Ebü'l-Vakt Kimdir?

Zilkade 458'de (Ekim 1066) Herat'a iki mil uzaklıktaki Mâlîn köyünde doğdu. Bu sebeple Herevî ve Mâlînî, aslen Sicistanlı olmasından dolayı da Siczî nisbeleriyle anılır. Babası muhaddis ve zâhid Ebû Abdullah Îsâ b. Şuayb ona Muhammed adını koymuş, fakat Şeyhülislâm Abdullah el-Ensârî bu adı Abdülevvel diye değiştirdiği gibi, "Sûfî zamanı değerlendiren ve gelecek kaygısı taşımayan kişidir (ibnülvakt)" diyerek kendisine Ebü'l-Vakt künyesini vermiştir. Daha sonra yirmi yıl boyunca Abdullah el-Ensârî'nin sohbetinde bulunan Ebü'l-Vakt onun en kıymetli müridi olmuştur. Babası hadis meclislerine giderken oğlunu da sırtına alıp götürürdü. Henüz yedi yaşında iken Abdurrahman b. Muhammed ed-Dâvûdî'den Ṣaḥîḥ-i Buḫârî ile Dârimî'nin es-Sünen'ini ve Abd b. Humeyd'in el-Müntehab'ını dinlemek için Herat'tan bir günlük mesafedeki Bûşenc'e babasıyla birlikte yaya olarak gidip geldiler. Başta Abdullah el-Ensârî olmak üzere Bîbâ bint Abdüssamed, Külâr diye tanınan Abdurrahman b. Muhammed b. Afîf, Ebû Âmir Mahmûd b. Kāsım el-Ezdî gibi Heratlı hocalardan hadis okudu. Yedi yaşında hadis tahsiline başladığı ve hayatı boyunca hadis rivayet ettiği için bazı hadislerin âlî* isnadına sahip oldu. Bu sebeple şöhreti yayıldı ve rivayet ettiği hadisleri ondan dinlemek üzere çeşitli ülkelerden pek çok talebe gelerek kendisinden faydalandı. Tanınmış talebeleri arasında Ebü'l-Kāsım İbn Asâkir, Abdürrahim b. Abdülkerîm es-Sem'ânî, Ebü'l-Ferec İbnü'l-Cevzî, Yûsuf b. Ahmed eş-Şîrâzî, Hüseyin b. Mübârek ez-Zebîdî gibi âlimler yer alır. Irak ve Hûzistan'ı dolaşarak Herat, Bûşenc, Mâlîn, Kirman, İsfahan, Hemedan, Fars ve Bağdat gibi ilim merkezlerinde verdiği hadis derslerini binlerce talebe yanında tanınmış âlimler ve devlet adamları da dinlemiştir. Bu derslerde Ṣaḥîḥ-i Buḫârî başta olmak üzere Abd b. Humeyd'in el-Müsnedü'l-kebîr'ini (veya el-Müntehab min Müsnedi ʿAbd b. Humeyd'i), Dârimî'nin es-Sünen'ini ve daha başka kitapları ve cüzleri rivayet etti. Nizâmiye Medresesi'nde verdiği derslerde meşhur Arap dil âlimi İbnü'l-Haşşâb da bulunmuştur.

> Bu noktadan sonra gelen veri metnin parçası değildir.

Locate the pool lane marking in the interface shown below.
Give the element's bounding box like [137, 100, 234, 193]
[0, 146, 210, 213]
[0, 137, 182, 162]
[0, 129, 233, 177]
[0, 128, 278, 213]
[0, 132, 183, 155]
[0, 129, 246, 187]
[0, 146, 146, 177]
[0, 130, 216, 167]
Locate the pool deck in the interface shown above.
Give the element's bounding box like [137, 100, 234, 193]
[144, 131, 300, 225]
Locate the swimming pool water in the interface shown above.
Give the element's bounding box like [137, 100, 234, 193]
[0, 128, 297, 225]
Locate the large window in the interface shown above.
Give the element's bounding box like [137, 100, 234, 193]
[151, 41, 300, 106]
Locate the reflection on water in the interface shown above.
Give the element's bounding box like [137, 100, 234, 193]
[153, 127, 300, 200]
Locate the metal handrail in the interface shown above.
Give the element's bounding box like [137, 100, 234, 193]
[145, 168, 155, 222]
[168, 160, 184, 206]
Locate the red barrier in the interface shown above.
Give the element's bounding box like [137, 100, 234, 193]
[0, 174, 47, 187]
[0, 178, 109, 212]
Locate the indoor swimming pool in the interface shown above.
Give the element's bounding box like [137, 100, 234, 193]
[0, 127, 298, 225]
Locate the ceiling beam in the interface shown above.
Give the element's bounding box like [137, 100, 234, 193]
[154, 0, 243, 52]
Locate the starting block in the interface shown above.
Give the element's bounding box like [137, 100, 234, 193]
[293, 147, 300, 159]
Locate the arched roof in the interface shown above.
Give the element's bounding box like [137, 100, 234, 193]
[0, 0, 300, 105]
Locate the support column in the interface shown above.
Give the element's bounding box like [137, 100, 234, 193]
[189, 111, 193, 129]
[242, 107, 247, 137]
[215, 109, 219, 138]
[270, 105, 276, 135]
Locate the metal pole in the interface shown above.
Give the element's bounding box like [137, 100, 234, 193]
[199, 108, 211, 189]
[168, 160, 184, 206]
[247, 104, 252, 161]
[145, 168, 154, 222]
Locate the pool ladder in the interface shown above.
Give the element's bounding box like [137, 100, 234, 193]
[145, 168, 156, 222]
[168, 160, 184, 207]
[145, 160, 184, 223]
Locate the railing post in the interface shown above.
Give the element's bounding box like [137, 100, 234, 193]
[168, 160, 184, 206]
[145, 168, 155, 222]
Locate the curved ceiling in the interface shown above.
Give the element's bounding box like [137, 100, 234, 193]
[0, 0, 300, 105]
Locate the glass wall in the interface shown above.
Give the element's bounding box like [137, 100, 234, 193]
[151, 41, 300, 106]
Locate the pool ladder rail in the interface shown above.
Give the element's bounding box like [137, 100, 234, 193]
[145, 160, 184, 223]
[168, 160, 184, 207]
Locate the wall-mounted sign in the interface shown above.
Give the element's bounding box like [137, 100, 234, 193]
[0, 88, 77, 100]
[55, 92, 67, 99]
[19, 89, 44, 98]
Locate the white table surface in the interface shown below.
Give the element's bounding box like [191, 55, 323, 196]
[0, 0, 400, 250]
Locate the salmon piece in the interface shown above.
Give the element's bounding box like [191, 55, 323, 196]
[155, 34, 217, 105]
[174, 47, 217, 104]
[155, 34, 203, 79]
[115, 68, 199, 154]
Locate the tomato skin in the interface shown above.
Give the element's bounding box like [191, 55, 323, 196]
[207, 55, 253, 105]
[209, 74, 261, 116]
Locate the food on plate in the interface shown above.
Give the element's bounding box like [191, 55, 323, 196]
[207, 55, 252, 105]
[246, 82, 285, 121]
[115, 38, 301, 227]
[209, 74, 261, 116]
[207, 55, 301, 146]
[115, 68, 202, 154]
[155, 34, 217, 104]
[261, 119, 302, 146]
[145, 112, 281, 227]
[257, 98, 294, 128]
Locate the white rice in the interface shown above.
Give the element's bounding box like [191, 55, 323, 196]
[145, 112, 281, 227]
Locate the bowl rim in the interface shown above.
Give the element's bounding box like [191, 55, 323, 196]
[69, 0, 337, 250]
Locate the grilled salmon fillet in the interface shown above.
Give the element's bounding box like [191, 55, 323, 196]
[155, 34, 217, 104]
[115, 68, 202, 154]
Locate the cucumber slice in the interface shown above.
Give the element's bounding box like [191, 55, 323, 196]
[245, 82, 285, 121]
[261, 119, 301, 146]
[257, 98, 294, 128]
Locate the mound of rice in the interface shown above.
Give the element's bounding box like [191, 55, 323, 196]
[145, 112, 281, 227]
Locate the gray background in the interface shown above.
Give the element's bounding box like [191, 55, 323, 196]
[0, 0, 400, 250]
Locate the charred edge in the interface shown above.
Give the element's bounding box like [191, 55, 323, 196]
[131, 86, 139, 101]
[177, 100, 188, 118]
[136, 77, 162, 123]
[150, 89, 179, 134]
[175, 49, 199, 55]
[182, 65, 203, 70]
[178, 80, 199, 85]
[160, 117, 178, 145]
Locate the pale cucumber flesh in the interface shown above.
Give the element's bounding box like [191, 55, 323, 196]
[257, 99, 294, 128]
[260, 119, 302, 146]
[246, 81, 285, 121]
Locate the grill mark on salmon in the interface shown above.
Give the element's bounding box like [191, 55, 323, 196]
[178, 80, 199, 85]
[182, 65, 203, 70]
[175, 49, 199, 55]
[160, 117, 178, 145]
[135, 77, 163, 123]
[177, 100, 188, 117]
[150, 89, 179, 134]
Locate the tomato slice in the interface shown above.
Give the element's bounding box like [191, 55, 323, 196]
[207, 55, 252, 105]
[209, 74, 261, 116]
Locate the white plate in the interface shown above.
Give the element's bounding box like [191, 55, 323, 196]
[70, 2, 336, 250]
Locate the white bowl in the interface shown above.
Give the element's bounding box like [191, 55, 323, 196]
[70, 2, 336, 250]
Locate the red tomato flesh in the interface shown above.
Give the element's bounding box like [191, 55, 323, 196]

552 (1157) yılında hacca gitmeye karar verdi. Hazırlığını yaparak şevval ayında Bağdat'a gitti. Ancak Vezir Ebü'l-Muzaffer İbn Hübeyre'nin sarayında, kalabalık halkla birlikte vezirin de takip ettiği Ṣaḥîḥ-i Buḫârî rivayetini tamamlayamadığı için o yıl hacca gidemedi. Bir yıl boyunca Bağdat'ta kaldı ve rivayet ettiği bütün eserleri talebelerine okuttu. Ertesi yıl tekrar hacca gitmeye niyetlendiyse de 6 Zilkade 553'te (29 Kasım 1158) Bağdat'ta vefat etti. Ölümü sırasında talebelerinden birinin ısrarla, "Son sözü kelime-i tevhid olan kimse cennete girer" meâlindeki hadisini okuması üzerine Ebü'l-Vakt, "Keşke kavmim rabbimin beni bağışladığını ve ikram edilen kulları arasına aldığını bilseydi" (Yâsîn 36/26-27) meâlindeki âyetleri okuyarak ruhunu teslim etti. Cenaze namazını Abdülkādir-i Geylânî kıldırdı.